The chicken met our eyes.

It knew.

The chase began.

It leapt from the barrel with the elegance of a gymnast and the rage of a politician. Feathers flew. I dove left. Timothy stumbled right. Bento barked once, then retreated behind a bush.

"Get him!" I yelled after five seconds. "He's heading for the coop!"

"I thought chickens couldn't fly!" Timothy wheezed.

"They can when they fear death!"

The bird zigzagged like it was evading snipers, flapping across laundry lines and rebounding off goats. One villager screamed, "The prophecy!" and ducked.

It was chaos.

Eventually, after a series of bad decisions and one surprisingly tactical roll from Timothy, we caught it.

"I HAVE HIM!" Timothy shouted, lifting the squirming sack like a trophy.

The chicken, of course, screamed back repeatedly.

"What now?" Timothy asked, panting with hair sticking out like he'd been struck by lightning.
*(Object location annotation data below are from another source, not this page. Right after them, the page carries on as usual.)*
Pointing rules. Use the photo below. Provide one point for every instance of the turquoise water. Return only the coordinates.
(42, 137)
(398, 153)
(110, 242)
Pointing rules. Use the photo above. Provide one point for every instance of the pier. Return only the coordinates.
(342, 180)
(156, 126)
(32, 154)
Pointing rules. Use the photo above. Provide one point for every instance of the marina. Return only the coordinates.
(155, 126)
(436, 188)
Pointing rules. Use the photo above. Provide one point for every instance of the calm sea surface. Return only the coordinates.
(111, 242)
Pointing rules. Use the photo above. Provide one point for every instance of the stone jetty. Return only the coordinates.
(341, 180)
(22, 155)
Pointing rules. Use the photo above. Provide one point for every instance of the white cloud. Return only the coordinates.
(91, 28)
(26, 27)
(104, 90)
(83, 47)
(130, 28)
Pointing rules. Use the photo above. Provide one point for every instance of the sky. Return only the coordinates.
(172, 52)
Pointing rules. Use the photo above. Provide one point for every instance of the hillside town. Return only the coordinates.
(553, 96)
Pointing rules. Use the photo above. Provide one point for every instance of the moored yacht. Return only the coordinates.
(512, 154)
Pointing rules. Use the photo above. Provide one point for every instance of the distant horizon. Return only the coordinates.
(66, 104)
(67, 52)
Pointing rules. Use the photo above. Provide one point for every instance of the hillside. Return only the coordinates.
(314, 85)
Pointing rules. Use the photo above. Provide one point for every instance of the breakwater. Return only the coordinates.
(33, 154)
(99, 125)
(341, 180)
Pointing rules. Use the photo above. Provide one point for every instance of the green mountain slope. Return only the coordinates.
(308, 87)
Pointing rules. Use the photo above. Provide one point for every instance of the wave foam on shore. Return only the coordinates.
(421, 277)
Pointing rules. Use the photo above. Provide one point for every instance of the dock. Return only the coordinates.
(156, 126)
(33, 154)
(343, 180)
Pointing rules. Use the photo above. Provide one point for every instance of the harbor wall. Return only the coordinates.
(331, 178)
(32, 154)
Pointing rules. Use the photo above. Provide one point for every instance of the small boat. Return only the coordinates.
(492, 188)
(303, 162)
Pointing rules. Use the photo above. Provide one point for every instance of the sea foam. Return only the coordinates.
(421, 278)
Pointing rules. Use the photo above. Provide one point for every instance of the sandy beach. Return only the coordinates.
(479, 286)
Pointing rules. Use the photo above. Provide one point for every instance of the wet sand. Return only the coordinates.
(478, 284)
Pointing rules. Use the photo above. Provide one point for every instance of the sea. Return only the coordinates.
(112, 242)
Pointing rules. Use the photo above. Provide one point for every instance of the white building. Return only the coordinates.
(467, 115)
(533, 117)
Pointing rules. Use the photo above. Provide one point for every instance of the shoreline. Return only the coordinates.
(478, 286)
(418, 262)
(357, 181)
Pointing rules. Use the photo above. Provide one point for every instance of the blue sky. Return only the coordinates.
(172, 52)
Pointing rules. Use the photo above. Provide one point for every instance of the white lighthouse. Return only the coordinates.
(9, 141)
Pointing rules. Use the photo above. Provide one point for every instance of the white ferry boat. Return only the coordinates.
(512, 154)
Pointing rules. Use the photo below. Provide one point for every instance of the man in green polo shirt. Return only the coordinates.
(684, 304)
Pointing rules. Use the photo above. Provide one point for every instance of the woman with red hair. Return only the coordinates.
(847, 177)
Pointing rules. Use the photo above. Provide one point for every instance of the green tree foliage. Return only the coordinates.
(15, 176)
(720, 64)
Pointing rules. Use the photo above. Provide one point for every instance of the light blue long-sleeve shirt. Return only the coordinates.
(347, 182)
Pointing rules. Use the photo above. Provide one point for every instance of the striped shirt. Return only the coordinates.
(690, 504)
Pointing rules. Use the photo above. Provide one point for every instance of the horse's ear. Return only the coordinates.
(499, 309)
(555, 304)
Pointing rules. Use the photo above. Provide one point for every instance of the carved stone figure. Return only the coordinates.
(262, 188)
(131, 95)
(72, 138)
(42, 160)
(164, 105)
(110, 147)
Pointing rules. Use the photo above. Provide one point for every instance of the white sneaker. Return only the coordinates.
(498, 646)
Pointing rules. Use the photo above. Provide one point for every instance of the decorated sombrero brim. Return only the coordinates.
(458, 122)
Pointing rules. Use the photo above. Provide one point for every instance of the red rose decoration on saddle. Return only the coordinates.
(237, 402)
I stepped forward. "We do what must be done."

"Are you going to…?"

"I shall perform the sacred rite."

I knelt beside the sack.

Bento whimpered. Or farted. It was hard to tell anymore.

Timothy handed me… a ladle. It was the closest thing to a weapon we had.

"Right," I said, clearing my throat. "I suppose this will do."

I raised the ladle high.

The wind howled. Somewhere on the other side of the country, thunder rumbled.

The chicken inside the sack fell silent.

"…Too dramatic?" I asked my partners in crime.

Timothy shrugged. "A little. But I respect the commitment."

I took a breath. "Forgive me, noble bird. Your sacrifice shall not be in vain. You shall feed the starving, unite the people, and possibly bring flavor back to this land."

I brought the ladle down.

There was a squawk. A puff of feathers. A moment of silence.

And then—

POOF!

The sack deflated like a balloon.

Timothy peeked in.

"…Milord?"

"Yes?"

"You missed."

"What?"

The chicken was gone. A single note lay inside the sack, scratched in chicken-foot writing. It said:

"Nice try. -General Cluckles"

I blinked. "Was… was this a decoy chicken?"

Timothy looked to the roof.

The original chicken was perched there, now wearing my missing sock as a cape.

It saluted us with one wing.

"Right," I said, rubbing my temples. "New plan. Less noble. More practical."

I turned and pointed to a smaller chicken, waddling innocently near the garden.

"That one."

Before anyone could protest, Bento pounced like a sock-motivated missile and snatched it in his mouth.

It squawked once in betrayal. Then silence.

Bento gently dropped it at my feet with his tail wagging. I knelt, gave it a moment of respectful silence, then stood.

"Ladies and gentlemen," I said, holding up the now-limp bird like a battle trophy. "We have food."

Timothy exhaled. "Should I pluck it?"

"I'll do the plucking. You find oil."

"We don't have oil."

"Then prepare… something that burns."

Timothy sighed. "I'll see if I can convince the blacksmith's apprentice to lend us whatever he uses to polish axes."

"And I'll name the chicken," I said solemnly. "His sacrifice shall be remembered."

Bento barked.

I nodded. "His name shall be... Lunch."